In less than a week, Prime Minister Nouri al-Maliki and the parliamentary Shiite parties bowed to Barzani’s ultimatum. The role that US officials played is not known, but there is growing concern in Washington about a lengthy delay in the election and a disruption to troop withdrawal plans.
The new law will allot seats to each province based on the seat allocation in December 2005, plus additional seats calculated by assuming a uniform 2.8 percent annual population growth. The overall number of seats will increase from 275 to around 320, but the proportion from each province will not change. The losers are the Sunni majority areas, where large numbers of people were not registered when the 2005 allocation was determined. Under the method rejected by Barzani, provinces with large Sunni populations such as Nineveh, Salahuddin and Anbar would have increased their representation.

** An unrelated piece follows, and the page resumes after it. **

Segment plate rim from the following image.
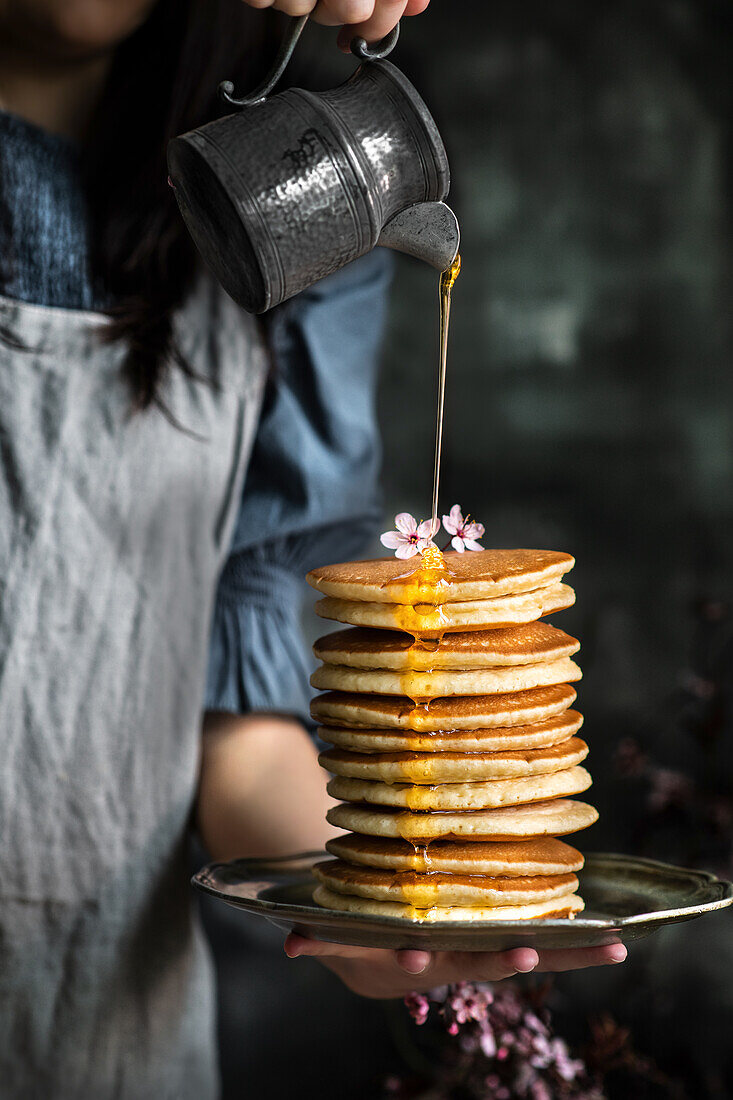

Moreover, far from increasing the seat allocation for the refugee population, the new legislation provides none at all. If refugees cast a ballot outside Iraq, they will simply be counted in the province where they originally resided.
Predictably, the law provoked outrage among Sunni and secular politicians. Dozens stormed out of the parliament as the vote was being taken. The legislation was passed by just 133 legislators from Maliki’s Da’wa Party, the Shiite Islamic Supreme Council of Iraq (ISCI), the Shiite Sadrist tendency and the Kurdish bloc.
Hashemi may veto the law again, threatening another protracted period of wrangling and delay. In order to override a second veto, 60 percent of legislators must vote it down when parliament meets again, which is not until December 8. The head of the Iraqi election commission has already stated the election will “most probably” have to be postponed until February at the earliest.
The sidelining of the Sunni and refugee populations has another significant implication. It dramatically undermines the attempt by Maliki since early 2008 to portray himself as a non-sectarian Iraqi nationalist, rather than the representative of Shiite fundamentalist parties and a puppet kept in power by the US occupation.
Hashemi must have calculated—wrongly—that his demand for greater refugee representation would get the support of Maliki and his Da’wa Party. At the beginning of the year, Da’wa split from its coalition with the ISCI and formed a new electoral front called “State of Law”, which was joined by some Sunni groupings. In the coming election, State of Law is standing against a bloc that includes the ISCI, the Sadrists and a number of other Shiite religious groupings. Maliki has repeatedly sought to put himself forward as the representative of “national unity” over communalism.
Maliki’s response to the Kurdish demands over the election law, however, highlights how entrenched ethno-sectarian divisions are in the state structures imposed on Iraq by the US. No government can rise above them. For all his nationalist rhetoric, Maliki would be powerless to prevent the Kurdish authorities from blocking the election in the Kurdish region. In the final analysis, his government could not enforce a decision of the Iraqi parliament inside the KRG without risking civil war.
To satisfy US demands for the election to take place without lengthy delays, the main Shiite parties have come together temporarily and given the Kurdish nationalists what they wanted. In doing so, they have further alienated the Sunni factions and broader Sunni population, whose position is that of a repressed and marginalised minority. The result could be a resurgence of armed resistance to the US occupation and the Maliki government, as well as an upsurge of sectarian violence.
Amid the media focus on Afghanistan, the Stratfor thinktank, which is close to the US intelligence agencies, published a comment on November 20 about “America’s other war”, warning: “So far, the Sunni insurgency that prompted the US surge has remained quiet; the Sunnis have waited to see if the political solution would work its magic. As the date for elections draws closer, however, the chance that this faction could revive its violent activities grows.”